Contrairement à ce que laisse entendre le VPM de l’Intérieur, Safricom Sarl n’est pas une société étrangère devant bénéficier de certaines exonérations prévues dans le code des investissements congolais mais bien une entreprise de droit congolais. Le fait qu’elle soit dirigée par des sujets étrangers ne lui confère cependant pas un caractère d’extranéité. «Il est clair que l’invocation des motifs chargés d’arrière-pensées sur un éventuel abus de pouvoir ou une discrimination fondée sur l’origine des opérateurs économiques ne serait que fallacieuse», a renchéri Charles Kabuya.
Que veut au juste Ngobila ?
L’objectif visé sur ce dossier par le chef de l’exécutif provincial est l’intérêt général.
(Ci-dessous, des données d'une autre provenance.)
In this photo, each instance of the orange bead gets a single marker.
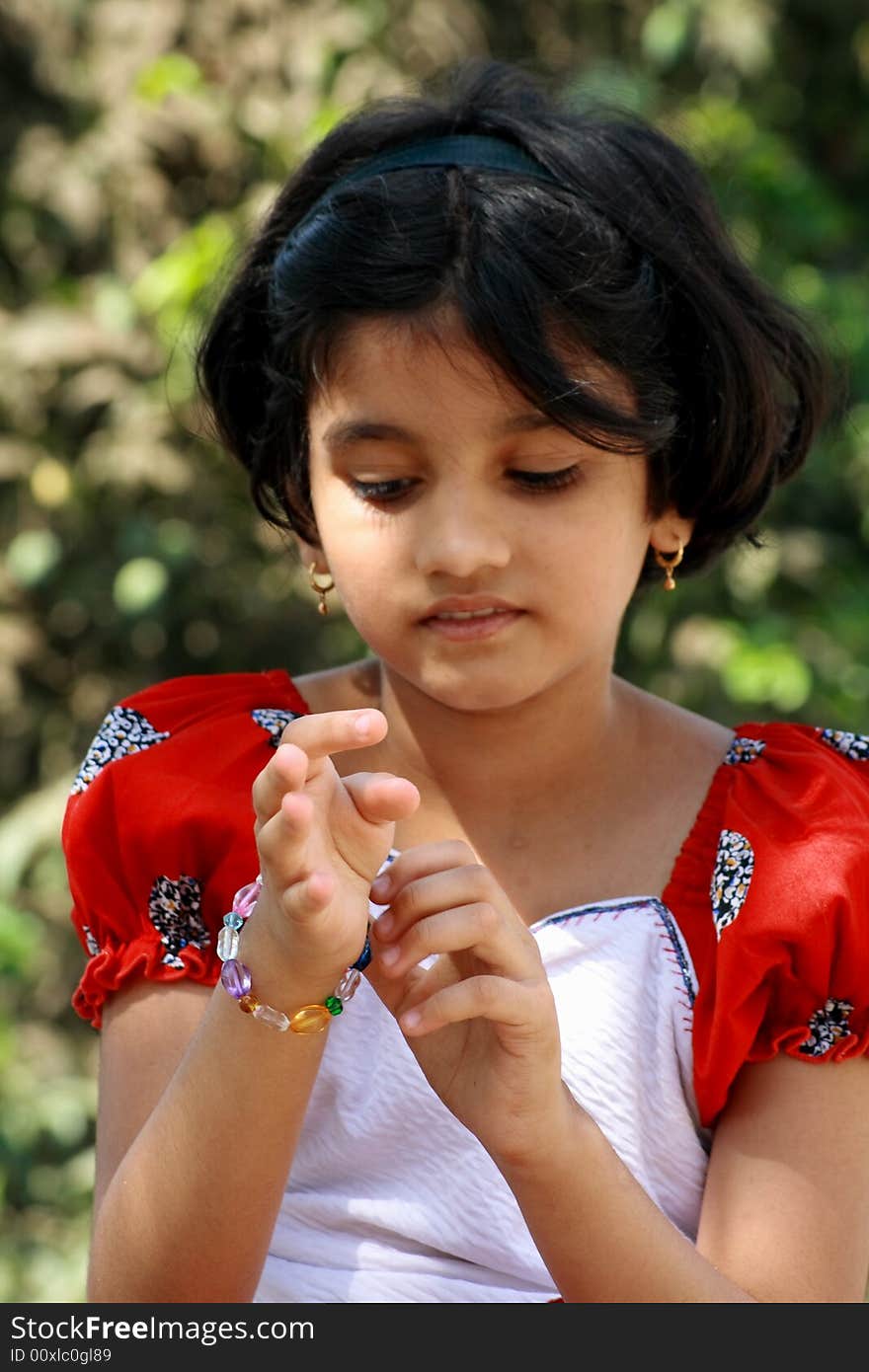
(309, 1020)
Le Grand marché est devenu un dépotoir, une honte en plein centre de la capitale, à tel point que ces dernières années beaucoup ont appelé à ce qu’il soit rasé.
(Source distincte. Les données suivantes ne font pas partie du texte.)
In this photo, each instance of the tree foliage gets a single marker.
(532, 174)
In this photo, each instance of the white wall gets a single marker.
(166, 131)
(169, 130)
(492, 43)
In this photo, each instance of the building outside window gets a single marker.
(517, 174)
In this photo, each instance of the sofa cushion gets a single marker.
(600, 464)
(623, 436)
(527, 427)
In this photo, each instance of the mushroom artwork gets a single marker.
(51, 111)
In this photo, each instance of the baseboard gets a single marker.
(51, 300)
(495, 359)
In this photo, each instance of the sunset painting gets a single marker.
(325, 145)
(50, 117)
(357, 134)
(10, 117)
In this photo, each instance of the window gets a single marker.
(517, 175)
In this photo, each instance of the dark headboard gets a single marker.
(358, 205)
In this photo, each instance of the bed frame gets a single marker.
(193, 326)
« Un seul individu ne peut pas bloquer la modernisation d’une infrastructure aussi importante juste pour préserver ses propres intérêts, qui ne profitent d’ailleurs qu’à lui-même, car la ville n’en tire aucun profit alors que les besoins financiers de la capitale sont immenses. On pourrait même considérer que la ville est spoliée depuis 15 ans par le truchement d’un contrat manifestement léonin, et par-dessus tout mal exécuté par le concessionnaire », a-t-il conclu.
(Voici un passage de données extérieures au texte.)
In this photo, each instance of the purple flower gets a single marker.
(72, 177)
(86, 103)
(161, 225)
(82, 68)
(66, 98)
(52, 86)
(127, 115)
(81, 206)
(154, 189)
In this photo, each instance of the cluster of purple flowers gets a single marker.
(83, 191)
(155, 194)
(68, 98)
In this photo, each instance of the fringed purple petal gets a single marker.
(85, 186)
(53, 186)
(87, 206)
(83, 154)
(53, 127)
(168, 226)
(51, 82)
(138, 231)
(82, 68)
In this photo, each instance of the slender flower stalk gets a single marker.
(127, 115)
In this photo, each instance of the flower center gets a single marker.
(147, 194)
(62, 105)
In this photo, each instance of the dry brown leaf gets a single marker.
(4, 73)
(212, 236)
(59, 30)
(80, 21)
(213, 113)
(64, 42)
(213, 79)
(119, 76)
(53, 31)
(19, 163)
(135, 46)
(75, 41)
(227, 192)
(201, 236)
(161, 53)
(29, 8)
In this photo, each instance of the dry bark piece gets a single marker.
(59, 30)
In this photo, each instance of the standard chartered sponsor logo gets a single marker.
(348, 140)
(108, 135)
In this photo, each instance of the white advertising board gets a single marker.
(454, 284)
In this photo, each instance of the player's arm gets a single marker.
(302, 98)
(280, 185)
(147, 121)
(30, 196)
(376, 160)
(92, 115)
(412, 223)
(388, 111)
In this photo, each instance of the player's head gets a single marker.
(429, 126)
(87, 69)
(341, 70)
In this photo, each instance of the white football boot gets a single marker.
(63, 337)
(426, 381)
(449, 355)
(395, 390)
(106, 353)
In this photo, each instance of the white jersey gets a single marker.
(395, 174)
La réhabilitation envisagée du marché central de Kinshasa rencontre les attentes des kinois qui veulent voir cet espace situé au cœur du quartier des affaires assaini et exploité dans l’intérêt de tous. Butée à une propagande aussi insidieuse que pernicieuse, l’action du gouvernement provincial est moins comprise par le patron de la térritoriale alors qu’elle devrait s’inscrire dans une dynamique de modernisation. On ne peut pas comprendre que le VPM puisse apporter son soutien à Safricom alors que cette dernière, en dépit du contrat signé avec la ville n’a jamais amorcé un quelconque début des travaux de réhabilitation du marché central de Kinshasa qui demeurre toujours dans la crasse autant que les bâtisses à l’intérieur sont délabrées.